ICCEMS is proud to present the first in a new online workshop series, Tacit Knowledge for HDRs and ECRs. This session is titled “More of a Comment than a Question: Q&As and How to Handle Them,” and will be hosted by Associate Professor Kathryn Murphy and Professor Joe Moshenska on behalf of the Centre for Early Modern Studies at Oxford.
More of a Comment than a Question: Q&As and How to Handle Them
Giving a paper at a seminar or conference can be a nerve-wracking experience – but at least the text is under your control. The question period afterwards presents a different set of challenges: responding to difficult or combative questions, or those that seem to miss the point; if you’re in the audience, formulating a pertinent and productive question; if you’re chairing the session, managing the speakers and audience, and handling things when discussion goes off-piste. This session will ask questions about questions: how to ask them; how to answer them; how to make them work well for you.
When: 23rd of April, 2025, 9.30-10.30 am BST (10.30-11.30 am CEST; 6.30-7.30 pm AEST; click here for other timezones)
Where: online. Register here to receive the meeting link.
About the hosts
Kathryn Murphy is Fellow in English Literature at Oriel College, and Associate Professor in the Faculty of English, University of Oxford. Her academic work focuses on seventeenth-century poetry, prose, and philosophy, and on the literary essay of all periods. She also writes essays in less formal venues on topics including still-life painting, sculpture, and Czech literature. A co-edited volume, On Essays: From Montaigne to the Present, with Thomas Karshan, was published in 2020. Her book Robert Burton: A Vital Melancholy is forthcoming in 2025, and she is currently writing a book about the style of early modern English philosophy, entitled The Tottering Universal: Metaphysical Prose in the Seventeenth Century.
Joe Moshenska is Professor of English Literature at the University of Oxford and Beaverbrook and Bouverie tutorial fellow of University College.

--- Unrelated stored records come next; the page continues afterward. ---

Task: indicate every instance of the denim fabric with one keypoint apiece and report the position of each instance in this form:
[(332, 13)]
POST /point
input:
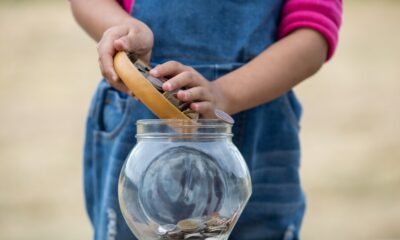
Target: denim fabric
[(215, 37)]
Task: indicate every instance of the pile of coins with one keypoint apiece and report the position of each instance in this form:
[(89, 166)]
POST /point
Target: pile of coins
[(184, 107), (210, 228)]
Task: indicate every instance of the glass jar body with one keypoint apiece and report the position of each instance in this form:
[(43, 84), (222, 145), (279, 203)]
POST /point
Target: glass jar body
[(184, 183)]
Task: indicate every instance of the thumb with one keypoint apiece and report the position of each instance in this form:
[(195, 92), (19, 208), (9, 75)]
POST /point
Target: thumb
[(122, 44)]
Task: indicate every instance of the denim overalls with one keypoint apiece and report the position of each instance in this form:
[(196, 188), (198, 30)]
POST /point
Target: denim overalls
[(214, 37)]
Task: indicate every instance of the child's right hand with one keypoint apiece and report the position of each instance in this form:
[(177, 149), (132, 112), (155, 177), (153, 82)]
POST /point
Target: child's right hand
[(132, 37)]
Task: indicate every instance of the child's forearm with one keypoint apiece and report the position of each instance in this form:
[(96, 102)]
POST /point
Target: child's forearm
[(96, 16), (272, 73)]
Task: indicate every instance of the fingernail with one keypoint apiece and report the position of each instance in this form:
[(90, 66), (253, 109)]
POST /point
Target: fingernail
[(167, 86), (154, 72), (114, 78), (185, 95)]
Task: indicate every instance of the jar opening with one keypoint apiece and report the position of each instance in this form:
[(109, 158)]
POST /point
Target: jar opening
[(165, 128)]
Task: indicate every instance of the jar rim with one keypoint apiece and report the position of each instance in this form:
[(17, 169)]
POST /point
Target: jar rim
[(188, 128), (186, 122)]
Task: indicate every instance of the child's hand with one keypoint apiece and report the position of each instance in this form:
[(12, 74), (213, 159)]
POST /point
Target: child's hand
[(133, 37), (195, 88)]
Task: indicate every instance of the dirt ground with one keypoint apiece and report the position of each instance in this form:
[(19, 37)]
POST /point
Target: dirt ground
[(350, 129)]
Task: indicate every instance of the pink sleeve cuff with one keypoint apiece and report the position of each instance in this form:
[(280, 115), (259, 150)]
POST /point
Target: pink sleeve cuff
[(127, 5), (324, 16)]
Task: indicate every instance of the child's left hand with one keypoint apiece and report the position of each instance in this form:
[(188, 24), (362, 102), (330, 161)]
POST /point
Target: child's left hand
[(195, 88)]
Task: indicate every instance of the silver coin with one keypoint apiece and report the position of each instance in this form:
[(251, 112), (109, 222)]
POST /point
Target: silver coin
[(155, 81), (221, 115), (194, 236)]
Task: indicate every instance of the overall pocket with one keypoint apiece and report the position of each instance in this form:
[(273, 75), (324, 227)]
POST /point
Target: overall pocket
[(112, 111)]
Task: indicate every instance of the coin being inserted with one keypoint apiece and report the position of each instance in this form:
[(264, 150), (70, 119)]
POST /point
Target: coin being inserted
[(221, 115)]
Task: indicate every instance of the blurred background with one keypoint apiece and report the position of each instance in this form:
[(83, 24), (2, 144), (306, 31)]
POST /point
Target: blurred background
[(350, 130)]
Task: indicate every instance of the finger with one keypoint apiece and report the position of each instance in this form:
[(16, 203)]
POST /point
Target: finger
[(127, 43), (106, 53), (184, 79), (120, 86), (107, 68), (194, 94), (170, 68), (204, 108)]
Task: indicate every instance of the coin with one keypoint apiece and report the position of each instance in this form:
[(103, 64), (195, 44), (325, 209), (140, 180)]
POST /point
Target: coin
[(221, 115), (189, 225), (157, 83)]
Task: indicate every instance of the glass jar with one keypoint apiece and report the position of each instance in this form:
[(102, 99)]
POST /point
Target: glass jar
[(184, 179)]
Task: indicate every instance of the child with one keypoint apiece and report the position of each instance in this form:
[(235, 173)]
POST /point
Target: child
[(253, 53)]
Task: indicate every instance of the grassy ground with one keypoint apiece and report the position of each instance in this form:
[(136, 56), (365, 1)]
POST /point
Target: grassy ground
[(350, 129)]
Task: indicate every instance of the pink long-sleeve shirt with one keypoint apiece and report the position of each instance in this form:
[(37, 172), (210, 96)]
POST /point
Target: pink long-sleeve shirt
[(323, 16)]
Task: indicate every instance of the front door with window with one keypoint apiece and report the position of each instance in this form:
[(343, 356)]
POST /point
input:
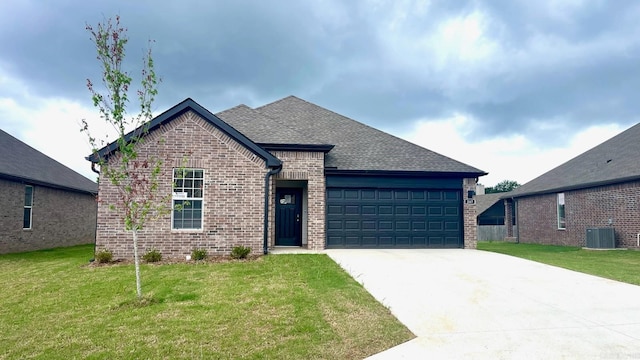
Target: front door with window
[(288, 217)]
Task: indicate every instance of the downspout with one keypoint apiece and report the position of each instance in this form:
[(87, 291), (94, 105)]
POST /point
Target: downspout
[(515, 209), (95, 237), (266, 206)]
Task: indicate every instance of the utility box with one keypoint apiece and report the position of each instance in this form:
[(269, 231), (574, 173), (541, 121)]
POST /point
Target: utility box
[(601, 238)]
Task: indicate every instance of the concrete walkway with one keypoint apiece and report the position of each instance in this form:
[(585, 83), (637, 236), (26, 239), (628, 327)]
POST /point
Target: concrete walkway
[(469, 304)]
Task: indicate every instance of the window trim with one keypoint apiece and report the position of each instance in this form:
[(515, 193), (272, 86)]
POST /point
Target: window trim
[(28, 207), (183, 195), (561, 211)]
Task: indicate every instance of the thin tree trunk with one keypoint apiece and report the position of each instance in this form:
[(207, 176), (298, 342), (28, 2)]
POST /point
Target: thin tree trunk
[(137, 262)]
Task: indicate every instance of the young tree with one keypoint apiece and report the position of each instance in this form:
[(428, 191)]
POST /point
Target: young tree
[(502, 186), (135, 177)]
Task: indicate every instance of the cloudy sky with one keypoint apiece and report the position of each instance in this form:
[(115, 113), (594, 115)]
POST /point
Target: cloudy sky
[(513, 88)]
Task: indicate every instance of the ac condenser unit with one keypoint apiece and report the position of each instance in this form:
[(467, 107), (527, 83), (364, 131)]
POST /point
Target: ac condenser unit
[(601, 238)]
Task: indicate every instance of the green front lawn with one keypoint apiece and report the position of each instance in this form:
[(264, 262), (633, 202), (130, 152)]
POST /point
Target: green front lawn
[(621, 265), (54, 306)]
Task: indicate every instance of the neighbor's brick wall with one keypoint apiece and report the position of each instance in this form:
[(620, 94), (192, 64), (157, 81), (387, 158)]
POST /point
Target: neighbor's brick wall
[(469, 211), (583, 209), (233, 206), (60, 218), (302, 165)]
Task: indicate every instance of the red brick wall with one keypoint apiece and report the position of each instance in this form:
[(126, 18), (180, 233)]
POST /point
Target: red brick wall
[(233, 204), (59, 218), (537, 215), (309, 166)]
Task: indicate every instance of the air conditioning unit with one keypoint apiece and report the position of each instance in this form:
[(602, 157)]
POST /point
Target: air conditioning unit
[(601, 238)]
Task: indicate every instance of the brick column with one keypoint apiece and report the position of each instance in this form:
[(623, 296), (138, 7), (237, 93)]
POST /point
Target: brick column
[(469, 214)]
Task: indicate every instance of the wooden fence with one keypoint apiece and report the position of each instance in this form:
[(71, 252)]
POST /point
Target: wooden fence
[(493, 232)]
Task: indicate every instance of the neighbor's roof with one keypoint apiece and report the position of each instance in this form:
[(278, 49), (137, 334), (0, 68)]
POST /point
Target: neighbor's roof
[(614, 161), (21, 162), (485, 201), (358, 147)]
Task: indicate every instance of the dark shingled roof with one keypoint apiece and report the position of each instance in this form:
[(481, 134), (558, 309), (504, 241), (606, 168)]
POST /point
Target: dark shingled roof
[(357, 146), (614, 161), (21, 162), (260, 128)]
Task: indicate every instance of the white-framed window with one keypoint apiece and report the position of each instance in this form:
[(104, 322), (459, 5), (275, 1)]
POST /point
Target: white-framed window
[(562, 224), (187, 198), (28, 207)]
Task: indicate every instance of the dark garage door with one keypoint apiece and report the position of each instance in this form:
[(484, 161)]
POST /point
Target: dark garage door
[(393, 218)]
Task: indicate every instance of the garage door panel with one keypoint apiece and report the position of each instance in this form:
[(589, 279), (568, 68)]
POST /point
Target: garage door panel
[(369, 210), (393, 218), (335, 210), (368, 195), (352, 210)]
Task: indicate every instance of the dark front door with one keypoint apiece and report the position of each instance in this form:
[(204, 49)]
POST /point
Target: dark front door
[(288, 217)]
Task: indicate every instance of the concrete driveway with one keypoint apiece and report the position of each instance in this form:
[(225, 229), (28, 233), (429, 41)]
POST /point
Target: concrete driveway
[(479, 305)]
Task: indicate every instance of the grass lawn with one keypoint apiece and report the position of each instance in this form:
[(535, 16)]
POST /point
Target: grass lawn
[(621, 265), (54, 306)]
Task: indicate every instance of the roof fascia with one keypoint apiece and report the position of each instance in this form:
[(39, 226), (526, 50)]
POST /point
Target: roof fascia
[(325, 148), (394, 173), (573, 187)]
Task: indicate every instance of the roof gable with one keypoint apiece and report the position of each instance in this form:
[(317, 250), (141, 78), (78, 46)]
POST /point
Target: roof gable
[(359, 147), (181, 108), (613, 161), (21, 162)]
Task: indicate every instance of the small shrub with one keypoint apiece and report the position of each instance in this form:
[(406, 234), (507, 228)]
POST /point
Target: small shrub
[(240, 252), (152, 255), (199, 254), (104, 256)]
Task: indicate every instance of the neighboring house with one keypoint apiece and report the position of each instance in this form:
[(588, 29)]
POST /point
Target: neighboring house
[(491, 217), (43, 203), (490, 208), (597, 189), (292, 173)]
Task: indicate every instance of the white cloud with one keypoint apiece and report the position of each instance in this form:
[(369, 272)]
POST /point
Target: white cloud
[(513, 157)]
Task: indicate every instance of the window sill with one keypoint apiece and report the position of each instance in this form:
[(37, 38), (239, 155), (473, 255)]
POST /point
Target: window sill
[(187, 230)]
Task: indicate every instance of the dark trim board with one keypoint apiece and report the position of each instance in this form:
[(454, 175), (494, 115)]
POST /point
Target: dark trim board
[(385, 182)]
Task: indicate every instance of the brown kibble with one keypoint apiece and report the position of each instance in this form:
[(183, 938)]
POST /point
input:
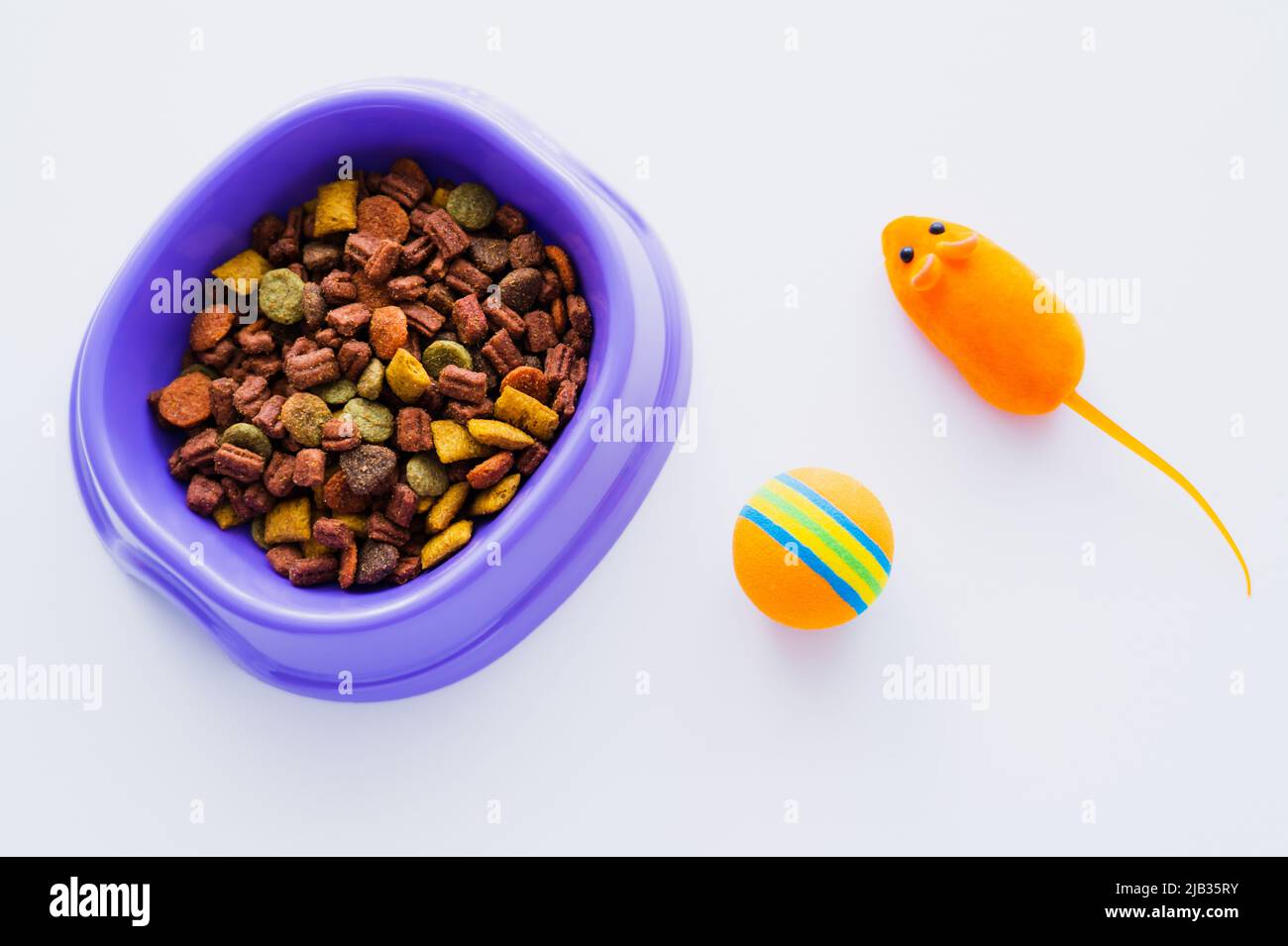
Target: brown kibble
[(402, 504), (424, 319), (239, 464), (541, 331), (381, 216), (469, 319), (222, 409), (198, 451), (185, 400), (490, 470), (467, 278), (348, 566), (579, 317), (566, 400), (510, 220), (279, 473), (347, 319), (309, 468), (531, 459), (382, 529), (370, 470), (563, 266), (209, 327), (339, 498), (376, 562), (459, 383), (528, 379), (407, 569), (527, 252), (316, 571), (502, 353), (333, 533), (353, 357), (413, 431), (338, 287), (279, 559), (447, 235), (387, 331), (204, 494)]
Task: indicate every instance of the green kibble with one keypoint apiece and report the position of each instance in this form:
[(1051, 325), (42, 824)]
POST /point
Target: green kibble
[(257, 533), (372, 379), (375, 422), (472, 206), (303, 415), (338, 391), (439, 354), (250, 438), (426, 475), (281, 296)]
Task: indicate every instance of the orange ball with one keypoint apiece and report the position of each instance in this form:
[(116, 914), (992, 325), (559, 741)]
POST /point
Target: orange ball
[(812, 549)]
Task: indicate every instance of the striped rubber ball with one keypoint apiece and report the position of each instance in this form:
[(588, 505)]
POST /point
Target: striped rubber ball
[(811, 549)]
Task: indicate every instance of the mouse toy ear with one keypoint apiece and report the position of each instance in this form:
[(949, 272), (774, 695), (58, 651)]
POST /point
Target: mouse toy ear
[(927, 275), (957, 249)]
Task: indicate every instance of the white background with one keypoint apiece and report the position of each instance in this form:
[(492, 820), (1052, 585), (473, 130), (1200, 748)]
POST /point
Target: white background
[(769, 167)]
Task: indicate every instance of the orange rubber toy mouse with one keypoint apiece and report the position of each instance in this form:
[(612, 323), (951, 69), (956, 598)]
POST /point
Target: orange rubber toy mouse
[(995, 321)]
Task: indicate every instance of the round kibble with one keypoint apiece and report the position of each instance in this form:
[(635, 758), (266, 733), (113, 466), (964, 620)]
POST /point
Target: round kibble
[(381, 216), (426, 475), (281, 296), (472, 206), (248, 437), (439, 354), (519, 289), (372, 379), (185, 400), (375, 422), (370, 470), (303, 415), (338, 391)]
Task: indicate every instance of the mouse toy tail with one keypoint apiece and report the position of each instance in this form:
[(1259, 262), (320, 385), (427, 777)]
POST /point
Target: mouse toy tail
[(1080, 404)]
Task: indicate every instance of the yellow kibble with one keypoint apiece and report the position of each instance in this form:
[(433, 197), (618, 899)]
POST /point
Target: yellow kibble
[(527, 412), (336, 209), (288, 521), (243, 270), (497, 434), (452, 442), (226, 516), (446, 542), (494, 498), (406, 376), (443, 511)]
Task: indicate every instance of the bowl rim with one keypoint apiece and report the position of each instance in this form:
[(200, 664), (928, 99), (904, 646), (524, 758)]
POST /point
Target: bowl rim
[(123, 517)]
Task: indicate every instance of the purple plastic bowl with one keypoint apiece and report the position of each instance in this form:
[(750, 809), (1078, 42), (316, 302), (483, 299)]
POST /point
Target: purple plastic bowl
[(467, 613)]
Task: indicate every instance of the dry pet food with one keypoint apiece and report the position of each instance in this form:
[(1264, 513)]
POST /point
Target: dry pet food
[(417, 351)]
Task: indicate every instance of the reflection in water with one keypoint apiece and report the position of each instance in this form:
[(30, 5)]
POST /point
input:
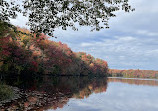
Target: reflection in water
[(47, 92), (135, 81), (73, 94)]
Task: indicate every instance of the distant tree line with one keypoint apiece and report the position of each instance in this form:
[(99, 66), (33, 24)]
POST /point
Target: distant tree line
[(133, 73), (28, 53)]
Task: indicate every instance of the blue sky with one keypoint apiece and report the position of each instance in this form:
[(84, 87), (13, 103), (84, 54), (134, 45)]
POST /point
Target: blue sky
[(130, 43)]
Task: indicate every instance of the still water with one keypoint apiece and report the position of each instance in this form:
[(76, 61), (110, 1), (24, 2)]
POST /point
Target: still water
[(84, 94)]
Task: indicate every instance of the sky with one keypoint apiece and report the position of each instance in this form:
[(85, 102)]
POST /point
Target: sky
[(131, 42)]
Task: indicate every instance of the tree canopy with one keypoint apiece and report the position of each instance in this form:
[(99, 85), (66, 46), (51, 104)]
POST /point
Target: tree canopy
[(46, 15)]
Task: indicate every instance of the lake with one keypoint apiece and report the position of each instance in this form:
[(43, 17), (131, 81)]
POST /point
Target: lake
[(84, 94)]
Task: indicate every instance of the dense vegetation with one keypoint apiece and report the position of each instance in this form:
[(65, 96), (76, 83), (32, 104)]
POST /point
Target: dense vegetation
[(52, 92), (133, 73), (24, 53), (5, 92)]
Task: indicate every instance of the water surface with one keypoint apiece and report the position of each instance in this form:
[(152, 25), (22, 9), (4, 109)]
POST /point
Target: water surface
[(86, 94)]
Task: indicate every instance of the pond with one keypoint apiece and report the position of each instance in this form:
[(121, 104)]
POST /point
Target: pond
[(83, 94)]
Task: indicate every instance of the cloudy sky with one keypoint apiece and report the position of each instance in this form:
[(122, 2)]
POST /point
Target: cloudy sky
[(130, 43)]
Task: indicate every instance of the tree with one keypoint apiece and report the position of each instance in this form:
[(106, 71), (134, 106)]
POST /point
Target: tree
[(46, 15)]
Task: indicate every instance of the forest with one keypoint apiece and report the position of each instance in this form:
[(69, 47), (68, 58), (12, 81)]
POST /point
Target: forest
[(22, 52)]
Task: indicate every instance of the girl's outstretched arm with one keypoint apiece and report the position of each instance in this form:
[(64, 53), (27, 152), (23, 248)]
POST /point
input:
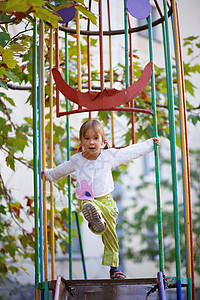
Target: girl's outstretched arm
[(156, 140)]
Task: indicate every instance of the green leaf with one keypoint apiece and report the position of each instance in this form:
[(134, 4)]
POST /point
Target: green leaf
[(2, 209), (8, 59), (12, 76), (10, 161), (88, 14), (15, 5), (4, 36), (44, 15)]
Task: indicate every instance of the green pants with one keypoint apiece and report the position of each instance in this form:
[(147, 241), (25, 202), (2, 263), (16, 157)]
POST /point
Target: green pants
[(109, 211)]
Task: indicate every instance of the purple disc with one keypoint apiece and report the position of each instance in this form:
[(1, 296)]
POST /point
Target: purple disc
[(139, 9), (67, 14)]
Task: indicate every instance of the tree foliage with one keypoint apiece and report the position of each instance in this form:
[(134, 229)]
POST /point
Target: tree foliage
[(16, 69)]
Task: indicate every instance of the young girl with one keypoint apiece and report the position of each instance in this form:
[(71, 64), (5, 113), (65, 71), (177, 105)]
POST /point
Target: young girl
[(95, 183)]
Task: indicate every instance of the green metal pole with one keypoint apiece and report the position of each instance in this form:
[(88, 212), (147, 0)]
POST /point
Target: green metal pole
[(68, 157), (80, 243), (173, 156), (34, 95), (126, 44), (159, 207)]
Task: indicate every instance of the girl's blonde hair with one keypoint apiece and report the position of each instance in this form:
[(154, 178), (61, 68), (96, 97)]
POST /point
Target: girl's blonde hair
[(96, 126)]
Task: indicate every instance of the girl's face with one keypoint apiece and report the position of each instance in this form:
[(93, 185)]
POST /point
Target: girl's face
[(91, 144)]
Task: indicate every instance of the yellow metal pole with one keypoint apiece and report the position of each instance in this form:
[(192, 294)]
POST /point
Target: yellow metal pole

His work focuses on the literature and culture of the sixteenth and seventeenth centuries, with a particular focus on the work of Edmund Spenser and John Milton. He is the author of four books, most recently Making Darkness Light: The Lives and Times of John Milton (Basic Books, 2021), an experimental biography aimed at a general readership. He is currently working on overlaps between creative and critical forms of writing, on connections between literature and anthropology, and on the literary afterlives of the philosopher Benedict Spinoza, as well as co-editing The Merchant of Venice, with David Hillman, for Cambridge Shakespeare Editions.
The ICCEMS Tacit Knowledge of HDRs and ECRs workshop series is part of the ICCEMS Higher Degree Research/Early Career Research Program, which draws on the collective strength and scale of ICCEMS’ member organisations to benefit our HDR and ECR members, taking advantage of the cross-institutional and transnational aspects of ICCEMS to offer training, networking and mentorship opportunities.